Philippines

FROM THE REDACTION

The archipelago of Philippines consists of 79 provinces and 116 towns. Philippines suffered less during the 1998 Asian financial crisis.

In 1999 the economic growth indicator made up 2,4%, in 2000 – 4,4%, but in 2001, when economic downturn was observed in the world, this indicator in Philippines made up 3,2%, in 2002 – 4,3%, in 2004 – 6% – export, services, and agriculture sectors were improved.
The price of fuel in the country is high, the rates and inflation indicator are high as well. A large budget deficit in the country stipulated accumulation of public debts.
Philippines’ GDP indicator made up 6,3% in 2004, while GNP indicator – 6,1%, that is lower than the GDP indicator, which is uncharacteristic for Philippines. Export has increased by 13%, import – by 5,7%. Thanks to good weather conditions the growth in agriculture, fishing and forestry made up 6,3%.
The production sector, that makes up 33% of the GDP, has increased by 5,6%, services sector, that makes up 47% of GDP – by 6,9%. Though the economy did not manage to create a sufficient number of jobs and the unemployment indicator is still high – 13,7%. In 2004 the inflation indicator was high as well, which was stipulated by rising in price of food products, fuel, and transport. The fuel prices are increasing all over the world.
The government of Philippines has elaborated the country’s economic development plan for the period of 2005-2010, though the objectives indicated in the plan can be considered as ambitious ones.
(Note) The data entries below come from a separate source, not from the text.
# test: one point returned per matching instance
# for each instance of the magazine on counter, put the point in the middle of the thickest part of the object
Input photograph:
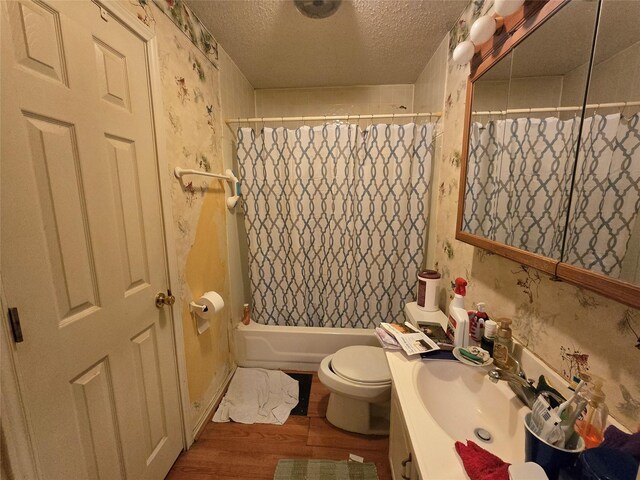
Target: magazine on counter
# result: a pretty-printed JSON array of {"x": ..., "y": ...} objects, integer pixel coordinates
[
  {"x": 409, "y": 338},
  {"x": 436, "y": 332}
]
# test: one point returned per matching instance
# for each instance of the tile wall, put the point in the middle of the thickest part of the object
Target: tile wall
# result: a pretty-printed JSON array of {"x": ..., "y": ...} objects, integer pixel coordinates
[{"x": 355, "y": 100}]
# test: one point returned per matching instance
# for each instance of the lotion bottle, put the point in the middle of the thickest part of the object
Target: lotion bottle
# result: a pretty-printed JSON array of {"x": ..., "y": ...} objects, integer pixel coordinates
[
  {"x": 458, "y": 324},
  {"x": 591, "y": 427},
  {"x": 503, "y": 344}
]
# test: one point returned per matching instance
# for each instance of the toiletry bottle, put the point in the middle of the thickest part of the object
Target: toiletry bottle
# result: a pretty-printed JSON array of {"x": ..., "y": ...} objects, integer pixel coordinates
[
  {"x": 503, "y": 344},
  {"x": 476, "y": 322},
  {"x": 591, "y": 427},
  {"x": 488, "y": 338},
  {"x": 458, "y": 325},
  {"x": 246, "y": 319}
]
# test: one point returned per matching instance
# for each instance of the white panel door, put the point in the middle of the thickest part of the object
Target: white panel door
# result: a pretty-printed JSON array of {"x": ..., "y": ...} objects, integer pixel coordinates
[{"x": 82, "y": 244}]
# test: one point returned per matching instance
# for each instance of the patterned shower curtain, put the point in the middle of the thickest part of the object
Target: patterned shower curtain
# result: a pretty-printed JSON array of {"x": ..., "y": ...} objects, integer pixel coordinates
[
  {"x": 606, "y": 197},
  {"x": 518, "y": 181},
  {"x": 336, "y": 220}
]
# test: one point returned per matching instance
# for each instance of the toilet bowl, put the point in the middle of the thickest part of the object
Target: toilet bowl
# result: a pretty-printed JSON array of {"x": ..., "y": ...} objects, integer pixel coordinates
[{"x": 359, "y": 380}]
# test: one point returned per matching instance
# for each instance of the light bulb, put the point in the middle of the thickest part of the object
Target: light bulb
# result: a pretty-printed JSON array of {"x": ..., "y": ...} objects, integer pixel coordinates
[
  {"x": 504, "y": 8},
  {"x": 482, "y": 29},
  {"x": 463, "y": 53}
]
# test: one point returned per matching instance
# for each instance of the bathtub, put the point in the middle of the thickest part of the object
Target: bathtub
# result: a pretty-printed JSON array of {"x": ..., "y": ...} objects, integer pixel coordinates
[{"x": 293, "y": 348}]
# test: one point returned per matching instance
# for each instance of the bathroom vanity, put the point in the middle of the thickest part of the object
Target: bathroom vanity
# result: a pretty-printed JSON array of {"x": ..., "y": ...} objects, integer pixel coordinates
[{"x": 436, "y": 402}]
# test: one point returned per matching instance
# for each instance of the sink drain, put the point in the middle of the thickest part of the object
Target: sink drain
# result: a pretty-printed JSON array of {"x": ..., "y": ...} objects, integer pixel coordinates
[{"x": 483, "y": 435}]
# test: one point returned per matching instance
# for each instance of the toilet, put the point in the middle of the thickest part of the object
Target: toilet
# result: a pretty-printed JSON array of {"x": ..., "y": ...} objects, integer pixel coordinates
[{"x": 360, "y": 383}]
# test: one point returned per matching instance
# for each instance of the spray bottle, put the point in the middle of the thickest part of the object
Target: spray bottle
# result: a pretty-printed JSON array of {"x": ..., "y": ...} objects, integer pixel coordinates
[{"x": 458, "y": 325}]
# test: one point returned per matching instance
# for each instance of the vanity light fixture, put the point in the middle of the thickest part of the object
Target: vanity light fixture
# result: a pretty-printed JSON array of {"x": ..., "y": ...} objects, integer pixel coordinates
[
  {"x": 483, "y": 29},
  {"x": 463, "y": 53}
]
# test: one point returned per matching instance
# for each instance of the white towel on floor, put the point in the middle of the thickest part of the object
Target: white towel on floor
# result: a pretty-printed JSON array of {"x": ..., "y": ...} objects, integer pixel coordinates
[{"x": 257, "y": 395}]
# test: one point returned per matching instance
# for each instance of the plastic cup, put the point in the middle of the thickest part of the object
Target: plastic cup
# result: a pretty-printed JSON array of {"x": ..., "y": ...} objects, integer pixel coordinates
[{"x": 551, "y": 458}]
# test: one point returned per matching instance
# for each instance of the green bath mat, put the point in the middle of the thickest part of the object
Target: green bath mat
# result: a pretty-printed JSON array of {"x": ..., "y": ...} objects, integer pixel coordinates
[{"x": 303, "y": 469}]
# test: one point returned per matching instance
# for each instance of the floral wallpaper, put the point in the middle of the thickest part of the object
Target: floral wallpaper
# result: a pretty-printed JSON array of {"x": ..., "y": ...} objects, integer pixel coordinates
[
  {"x": 570, "y": 328},
  {"x": 192, "y": 125}
]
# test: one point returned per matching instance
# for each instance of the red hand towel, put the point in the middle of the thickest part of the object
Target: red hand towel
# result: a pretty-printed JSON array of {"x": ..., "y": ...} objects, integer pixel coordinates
[{"x": 480, "y": 464}]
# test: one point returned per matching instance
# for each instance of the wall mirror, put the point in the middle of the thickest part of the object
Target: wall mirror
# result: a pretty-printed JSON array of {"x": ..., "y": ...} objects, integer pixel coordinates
[{"x": 551, "y": 176}]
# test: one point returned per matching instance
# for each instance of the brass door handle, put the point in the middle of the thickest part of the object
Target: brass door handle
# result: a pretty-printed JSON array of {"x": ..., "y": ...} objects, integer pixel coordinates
[
  {"x": 163, "y": 299},
  {"x": 404, "y": 466}
]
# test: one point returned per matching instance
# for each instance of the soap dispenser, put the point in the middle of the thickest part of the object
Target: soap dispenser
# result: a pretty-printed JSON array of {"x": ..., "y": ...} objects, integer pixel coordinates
[
  {"x": 503, "y": 344},
  {"x": 592, "y": 425},
  {"x": 458, "y": 324}
]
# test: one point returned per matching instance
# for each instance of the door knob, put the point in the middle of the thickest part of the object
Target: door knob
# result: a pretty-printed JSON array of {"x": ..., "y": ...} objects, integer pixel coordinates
[{"x": 163, "y": 299}]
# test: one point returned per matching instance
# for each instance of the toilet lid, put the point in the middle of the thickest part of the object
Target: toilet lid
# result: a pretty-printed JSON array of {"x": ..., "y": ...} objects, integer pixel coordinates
[{"x": 362, "y": 364}]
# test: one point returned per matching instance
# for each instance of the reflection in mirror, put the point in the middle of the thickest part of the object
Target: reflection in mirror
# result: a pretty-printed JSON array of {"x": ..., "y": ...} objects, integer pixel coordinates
[
  {"x": 484, "y": 189},
  {"x": 522, "y": 150},
  {"x": 603, "y": 233}
]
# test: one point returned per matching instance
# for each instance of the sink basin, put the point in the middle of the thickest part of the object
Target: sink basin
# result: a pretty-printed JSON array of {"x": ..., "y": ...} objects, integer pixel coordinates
[{"x": 461, "y": 399}]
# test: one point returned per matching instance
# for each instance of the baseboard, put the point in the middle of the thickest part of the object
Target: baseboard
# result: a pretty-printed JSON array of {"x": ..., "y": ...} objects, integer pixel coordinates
[{"x": 207, "y": 415}]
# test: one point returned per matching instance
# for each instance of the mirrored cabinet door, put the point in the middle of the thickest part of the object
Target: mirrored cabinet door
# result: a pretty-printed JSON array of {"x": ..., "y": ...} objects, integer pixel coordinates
[
  {"x": 603, "y": 232},
  {"x": 485, "y": 188},
  {"x": 523, "y": 135}
]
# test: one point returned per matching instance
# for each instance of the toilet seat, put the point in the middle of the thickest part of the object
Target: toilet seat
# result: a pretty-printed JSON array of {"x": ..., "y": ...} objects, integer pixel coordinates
[{"x": 362, "y": 365}]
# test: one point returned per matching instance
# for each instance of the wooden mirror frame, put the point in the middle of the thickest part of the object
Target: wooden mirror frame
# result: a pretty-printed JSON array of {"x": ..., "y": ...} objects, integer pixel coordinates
[{"x": 515, "y": 29}]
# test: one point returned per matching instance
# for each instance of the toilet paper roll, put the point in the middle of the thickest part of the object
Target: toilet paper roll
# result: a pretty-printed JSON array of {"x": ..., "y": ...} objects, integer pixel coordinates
[{"x": 212, "y": 302}]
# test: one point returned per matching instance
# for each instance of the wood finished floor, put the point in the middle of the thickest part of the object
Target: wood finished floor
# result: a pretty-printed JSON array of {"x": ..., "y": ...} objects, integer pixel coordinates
[{"x": 233, "y": 451}]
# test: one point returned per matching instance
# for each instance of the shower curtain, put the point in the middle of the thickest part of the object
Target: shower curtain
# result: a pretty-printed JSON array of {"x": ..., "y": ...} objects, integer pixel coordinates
[
  {"x": 606, "y": 197},
  {"x": 518, "y": 181},
  {"x": 335, "y": 218}
]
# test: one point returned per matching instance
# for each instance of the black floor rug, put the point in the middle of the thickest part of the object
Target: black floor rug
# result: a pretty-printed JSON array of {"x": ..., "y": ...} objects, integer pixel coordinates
[{"x": 304, "y": 382}]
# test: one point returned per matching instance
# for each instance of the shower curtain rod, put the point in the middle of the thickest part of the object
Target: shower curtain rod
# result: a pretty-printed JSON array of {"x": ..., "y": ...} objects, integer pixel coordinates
[
  {"x": 557, "y": 109},
  {"x": 327, "y": 118}
]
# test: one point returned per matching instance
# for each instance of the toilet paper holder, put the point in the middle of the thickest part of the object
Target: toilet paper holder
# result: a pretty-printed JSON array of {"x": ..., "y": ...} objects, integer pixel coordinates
[
  {"x": 193, "y": 306},
  {"x": 207, "y": 305}
]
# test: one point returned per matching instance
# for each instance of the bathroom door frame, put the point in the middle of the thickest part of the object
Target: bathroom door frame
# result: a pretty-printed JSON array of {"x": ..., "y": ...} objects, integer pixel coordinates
[{"x": 20, "y": 454}]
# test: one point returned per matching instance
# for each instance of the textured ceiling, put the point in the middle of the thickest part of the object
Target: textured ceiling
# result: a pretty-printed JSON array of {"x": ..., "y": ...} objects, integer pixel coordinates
[{"x": 367, "y": 42}]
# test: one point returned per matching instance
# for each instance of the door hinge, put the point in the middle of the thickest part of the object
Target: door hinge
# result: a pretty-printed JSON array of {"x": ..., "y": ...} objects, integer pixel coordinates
[{"x": 14, "y": 322}]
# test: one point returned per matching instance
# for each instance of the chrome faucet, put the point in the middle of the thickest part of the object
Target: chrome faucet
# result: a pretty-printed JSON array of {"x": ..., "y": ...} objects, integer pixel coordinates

In accordance with the plan, six million jobs must be created during the period of 6 years, though if we look at the indicators of the previous years, from 1990 to 2003 only 800 000 new jobs were created each year. Whether the government of Philippines will reach its objectives or not, the unemployment rate will remain high. For balancing the budget of 2009, budget receipts should increase by 15% annually, while in 1999-2003 they increased by 6% only.
The main reason for the state’s low income is the budget deficit, that is why the state is implementing reforms in the tax system and introduces more than 10% taxation. The new reforms and objectives are becoming a subject for analysts’ discussion. There is an argument between the cabinet and the specialists, but both parties have similar views – the longer it takes to reach a consensus the later the planned objectives will be reached.
The Chamber of Commerce and Industry of Philippines is the largest organization of the country, which includes local chambers, enterprises and commercial organizations. The objective of the organization is to unite micro, small, and medium-sized enterprises, which will contribute to improving of the economic situation in the country and attraction of foreign investments. In 2005 Philippines concluded a cooperation agreement with Argentina, which will contribute to the development of the economies of the two countries. The organization also offers consultations to any companies or business associations, which are interested in entering the Chinese market. The organization has representative offices in many countries including the US, the UK, and other Asian countries.